Just 6 years after this success, Mathew Martoma is set to serve a 9-year sentence for insider trading. It is a rare occurrence as insider trading crimes are notoriously hard to prove.
In the cases of insider trading, two or more persons are exchanging information. They usually are both profiting from the crime and thus have a strong incentive to remain silent. The persons involved in the insider trading cases are also well educated. Mathew Martoma for example attended Harvard Law and had a degree in Ethics.

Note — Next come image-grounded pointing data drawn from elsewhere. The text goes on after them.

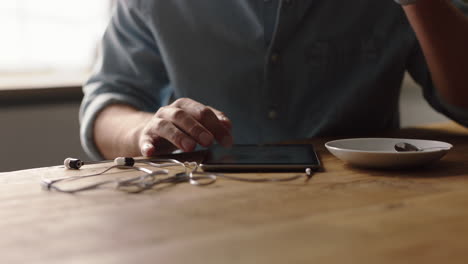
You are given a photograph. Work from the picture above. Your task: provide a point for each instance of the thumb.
(146, 147)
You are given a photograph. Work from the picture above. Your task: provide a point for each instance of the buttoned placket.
(273, 84)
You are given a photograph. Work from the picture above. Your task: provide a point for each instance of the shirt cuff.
(88, 117)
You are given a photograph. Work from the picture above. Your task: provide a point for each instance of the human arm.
(125, 99)
(442, 31)
(121, 130)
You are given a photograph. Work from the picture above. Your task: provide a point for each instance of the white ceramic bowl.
(381, 153)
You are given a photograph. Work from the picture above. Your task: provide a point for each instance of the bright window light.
(50, 35)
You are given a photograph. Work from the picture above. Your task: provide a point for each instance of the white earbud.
(124, 161)
(73, 164)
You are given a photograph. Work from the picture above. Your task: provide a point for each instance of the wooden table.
(343, 215)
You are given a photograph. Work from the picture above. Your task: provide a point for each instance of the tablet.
(261, 158)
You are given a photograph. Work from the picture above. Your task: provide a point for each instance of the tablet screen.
(262, 157)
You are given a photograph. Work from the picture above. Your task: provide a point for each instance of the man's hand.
(182, 125)
(121, 130)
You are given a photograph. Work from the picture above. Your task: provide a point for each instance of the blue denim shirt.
(280, 70)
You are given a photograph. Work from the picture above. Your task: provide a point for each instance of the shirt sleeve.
(130, 70)
(418, 69)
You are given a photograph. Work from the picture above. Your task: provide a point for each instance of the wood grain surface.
(342, 215)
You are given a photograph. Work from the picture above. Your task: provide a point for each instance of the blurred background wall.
(49, 51)
(38, 134)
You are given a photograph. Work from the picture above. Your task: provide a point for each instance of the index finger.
(207, 117)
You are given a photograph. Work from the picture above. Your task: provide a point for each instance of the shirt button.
(272, 114)
(274, 57)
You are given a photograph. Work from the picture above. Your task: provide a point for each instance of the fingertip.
(188, 144)
(226, 123)
(227, 141)
(147, 150)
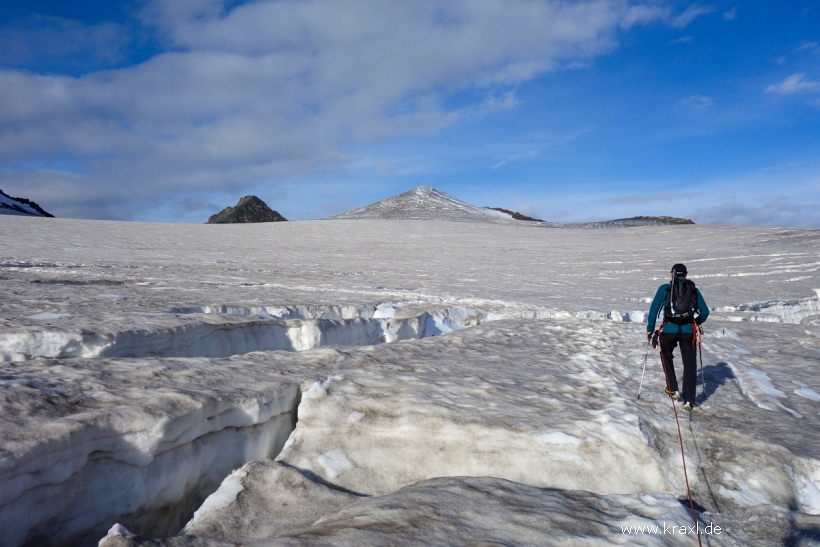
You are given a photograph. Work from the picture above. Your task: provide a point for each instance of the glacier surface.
(372, 382)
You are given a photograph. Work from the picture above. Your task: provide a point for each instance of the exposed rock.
(515, 214)
(249, 209)
(661, 219)
(426, 203)
(20, 206)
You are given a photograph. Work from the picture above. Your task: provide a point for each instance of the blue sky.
(164, 110)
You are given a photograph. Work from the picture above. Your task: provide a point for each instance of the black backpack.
(681, 303)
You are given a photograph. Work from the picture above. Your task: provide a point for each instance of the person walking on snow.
(684, 311)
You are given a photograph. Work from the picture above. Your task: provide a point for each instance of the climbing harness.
(645, 357)
(683, 457)
(699, 330)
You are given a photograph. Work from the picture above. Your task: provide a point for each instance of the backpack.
(682, 302)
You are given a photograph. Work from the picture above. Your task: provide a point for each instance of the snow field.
(536, 393)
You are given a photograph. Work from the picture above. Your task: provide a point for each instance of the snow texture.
(391, 382)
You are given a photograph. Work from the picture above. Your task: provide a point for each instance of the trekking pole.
(645, 357)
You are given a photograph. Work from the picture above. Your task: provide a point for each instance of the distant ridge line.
(428, 203)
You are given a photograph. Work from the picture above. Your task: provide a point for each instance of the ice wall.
(147, 468)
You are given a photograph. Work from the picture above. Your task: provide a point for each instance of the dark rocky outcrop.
(515, 214)
(662, 219)
(21, 206)
(249, 209)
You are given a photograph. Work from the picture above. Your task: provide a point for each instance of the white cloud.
(776, 212)
(274, 89)
(692, 12)
(697, 103)
(796, 83)
(681, 40)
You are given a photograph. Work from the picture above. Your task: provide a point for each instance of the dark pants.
(689, 354)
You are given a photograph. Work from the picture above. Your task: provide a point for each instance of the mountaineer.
(684, 309)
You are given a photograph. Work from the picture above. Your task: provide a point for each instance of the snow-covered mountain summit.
(20, 206)
(426, 203)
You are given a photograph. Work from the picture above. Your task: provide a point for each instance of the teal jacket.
(660, 301)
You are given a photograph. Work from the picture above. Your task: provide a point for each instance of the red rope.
(680, 440)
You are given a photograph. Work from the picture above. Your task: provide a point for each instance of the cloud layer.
(274, 89)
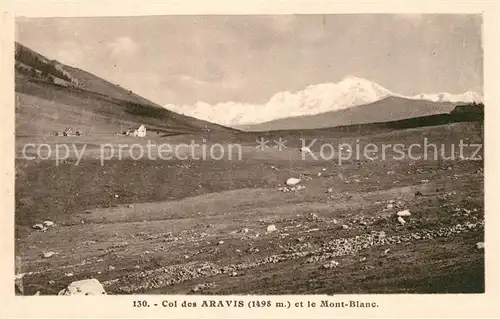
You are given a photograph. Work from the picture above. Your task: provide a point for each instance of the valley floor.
(227, 227)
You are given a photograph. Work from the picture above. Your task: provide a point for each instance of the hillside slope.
(51, 96)
(386, 110)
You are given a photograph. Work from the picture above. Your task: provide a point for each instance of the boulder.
(292, 181)
(404, 213)
(271, 228)
(401, 221)
(48, 254)
(83, 287)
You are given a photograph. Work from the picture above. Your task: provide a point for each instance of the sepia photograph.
(278, 154)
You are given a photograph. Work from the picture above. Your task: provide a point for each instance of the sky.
(249, 58)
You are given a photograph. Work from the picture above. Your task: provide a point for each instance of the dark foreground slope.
(51, 96)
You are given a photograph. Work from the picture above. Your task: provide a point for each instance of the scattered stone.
(38, 226)
(404, 213)
(48, 254)
(401, 221)
(271, 228)
(292, 181)
(84, 287)
(331, 264)
(48, 223)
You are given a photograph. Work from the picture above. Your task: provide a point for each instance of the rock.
(48, 223)
(292, 181)
(38, 226)
(271, 228)
(404, 213)
(331, 264)
(84, 287)
(48, 254)
(401, 221)
(305, 150)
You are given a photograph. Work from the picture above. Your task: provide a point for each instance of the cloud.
(122, 46)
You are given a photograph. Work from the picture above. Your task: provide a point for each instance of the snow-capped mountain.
(467, 97)
(315, 99)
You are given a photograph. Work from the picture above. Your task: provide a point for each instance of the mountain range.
(317, 99)
(51, 96)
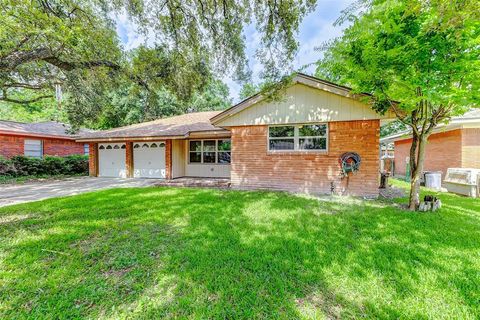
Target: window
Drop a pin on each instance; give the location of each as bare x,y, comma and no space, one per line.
33,148
210,151
308,137
224,151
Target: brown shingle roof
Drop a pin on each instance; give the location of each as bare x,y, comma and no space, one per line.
180,125
45,128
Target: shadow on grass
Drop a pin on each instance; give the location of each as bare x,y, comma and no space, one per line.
165,252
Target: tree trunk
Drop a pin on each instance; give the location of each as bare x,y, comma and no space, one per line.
414,200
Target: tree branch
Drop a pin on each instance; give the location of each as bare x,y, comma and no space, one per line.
6,99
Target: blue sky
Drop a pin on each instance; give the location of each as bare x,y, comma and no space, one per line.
315,29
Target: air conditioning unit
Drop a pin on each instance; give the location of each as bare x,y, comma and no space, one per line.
464,181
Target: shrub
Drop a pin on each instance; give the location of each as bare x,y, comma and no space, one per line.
18,166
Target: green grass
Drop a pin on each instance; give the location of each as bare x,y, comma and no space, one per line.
24,179
197,253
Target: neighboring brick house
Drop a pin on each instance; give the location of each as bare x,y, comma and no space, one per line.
38,139
455,145
292,144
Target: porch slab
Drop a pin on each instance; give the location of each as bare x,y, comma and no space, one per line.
220,183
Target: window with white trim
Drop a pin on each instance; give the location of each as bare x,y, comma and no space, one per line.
33,148
303,137
210,151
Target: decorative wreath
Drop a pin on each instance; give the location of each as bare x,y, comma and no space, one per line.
350,162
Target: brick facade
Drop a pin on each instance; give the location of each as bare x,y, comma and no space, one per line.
443,151
13,145
256,168
471,148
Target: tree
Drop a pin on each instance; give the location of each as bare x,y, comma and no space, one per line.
419,59
126,104
45,43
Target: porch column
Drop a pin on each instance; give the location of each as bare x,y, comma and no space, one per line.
129,158
168,159
93,159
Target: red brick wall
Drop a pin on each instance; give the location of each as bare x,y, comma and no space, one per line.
93,159
61,148
254,167
471,148
444,150
11,145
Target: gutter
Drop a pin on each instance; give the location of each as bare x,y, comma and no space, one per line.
36,135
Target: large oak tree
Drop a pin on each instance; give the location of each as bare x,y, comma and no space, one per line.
44,43
418,58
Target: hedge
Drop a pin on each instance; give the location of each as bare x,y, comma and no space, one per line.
19,166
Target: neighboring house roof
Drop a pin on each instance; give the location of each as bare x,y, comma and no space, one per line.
299,78
470,119
39,129
173,127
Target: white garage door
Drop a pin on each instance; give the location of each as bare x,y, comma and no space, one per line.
149,160
111,160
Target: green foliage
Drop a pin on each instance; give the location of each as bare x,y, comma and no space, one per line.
249,89
19,166
190,253
410,51
392,127
418,59
73,44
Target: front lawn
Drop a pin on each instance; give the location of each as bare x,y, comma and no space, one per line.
198,253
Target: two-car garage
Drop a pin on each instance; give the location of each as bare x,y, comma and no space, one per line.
148,160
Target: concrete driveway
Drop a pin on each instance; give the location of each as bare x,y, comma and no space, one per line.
33,191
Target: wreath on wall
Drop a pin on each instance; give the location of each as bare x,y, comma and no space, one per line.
350,162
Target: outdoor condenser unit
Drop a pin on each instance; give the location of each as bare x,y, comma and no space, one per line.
463,181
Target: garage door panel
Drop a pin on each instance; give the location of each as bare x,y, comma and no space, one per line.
111,160
149,160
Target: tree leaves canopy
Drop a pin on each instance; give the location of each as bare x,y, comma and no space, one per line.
410,51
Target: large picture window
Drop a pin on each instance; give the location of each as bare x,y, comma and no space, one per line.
210,151
307,137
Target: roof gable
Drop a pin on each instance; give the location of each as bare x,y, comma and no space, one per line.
176,126
306,100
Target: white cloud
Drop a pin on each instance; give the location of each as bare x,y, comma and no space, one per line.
316,28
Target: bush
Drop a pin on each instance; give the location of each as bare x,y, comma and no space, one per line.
18,166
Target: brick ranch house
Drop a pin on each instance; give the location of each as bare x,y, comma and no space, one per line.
38,140
454,145
293,144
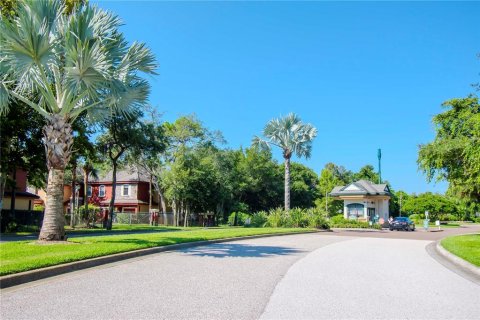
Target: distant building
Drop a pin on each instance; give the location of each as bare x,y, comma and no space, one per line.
363,200
132,192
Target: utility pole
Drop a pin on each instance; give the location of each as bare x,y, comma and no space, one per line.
379,154
400,210
326,202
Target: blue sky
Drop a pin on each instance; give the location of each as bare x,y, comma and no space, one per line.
368,75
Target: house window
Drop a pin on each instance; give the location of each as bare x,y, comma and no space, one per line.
126,190
101,192
355,210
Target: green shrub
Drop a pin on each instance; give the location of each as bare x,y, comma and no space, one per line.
448,217
259,219
317,219
38,207
298,218
340,222
275,217
415,218
337,219
14,227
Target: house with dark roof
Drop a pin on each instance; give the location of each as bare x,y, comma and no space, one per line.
364,200
20,198
132,192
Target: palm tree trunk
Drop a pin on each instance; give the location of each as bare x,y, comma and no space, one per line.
85,190
58,148
72,202
3,180
14,191
111,207
54,220
287,183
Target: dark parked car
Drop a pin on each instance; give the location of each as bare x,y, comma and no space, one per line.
402,223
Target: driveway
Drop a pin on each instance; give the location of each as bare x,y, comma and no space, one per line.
291,277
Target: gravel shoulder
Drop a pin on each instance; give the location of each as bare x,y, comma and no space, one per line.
373,279
232,280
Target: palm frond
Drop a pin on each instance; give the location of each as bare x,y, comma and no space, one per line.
291,135
260,144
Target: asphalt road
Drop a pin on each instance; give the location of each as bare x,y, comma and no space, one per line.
309,276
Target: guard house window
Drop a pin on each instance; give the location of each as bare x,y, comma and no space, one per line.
126,190
101,192
355,210
89,191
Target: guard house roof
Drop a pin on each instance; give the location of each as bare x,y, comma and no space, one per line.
361,187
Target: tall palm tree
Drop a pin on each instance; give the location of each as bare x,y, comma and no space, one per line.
65,65
293,137
88,171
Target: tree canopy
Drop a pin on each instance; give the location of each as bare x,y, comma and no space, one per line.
454,155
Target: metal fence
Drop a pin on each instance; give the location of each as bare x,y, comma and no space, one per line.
141,218
20,217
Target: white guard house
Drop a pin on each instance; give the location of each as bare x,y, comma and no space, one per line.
363,200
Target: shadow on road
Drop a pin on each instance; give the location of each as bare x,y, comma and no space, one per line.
221,250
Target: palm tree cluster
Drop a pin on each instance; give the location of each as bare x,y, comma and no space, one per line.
72,66
64,65
293,137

He had a good knowledge of what could be used to convict him and he actively protected himself. His mails and text messages to his boss Steven Cohen were briefs as they exchanged sensitive information orally.
To prove that Mathew Martoma was guilty of insider trading, the U.S. Securities and Exchange Commission (or SEC) which is the Federal agency responsible to regulate the securities industry, had to answer one question : how Martoma had access to information about the Bapi trials?
Finding such a connection is a difficult problem. The SEC has access to a lot of data as it can arrange interviews and request phone calls or mails. The problem is how to find a link hidden in all that data?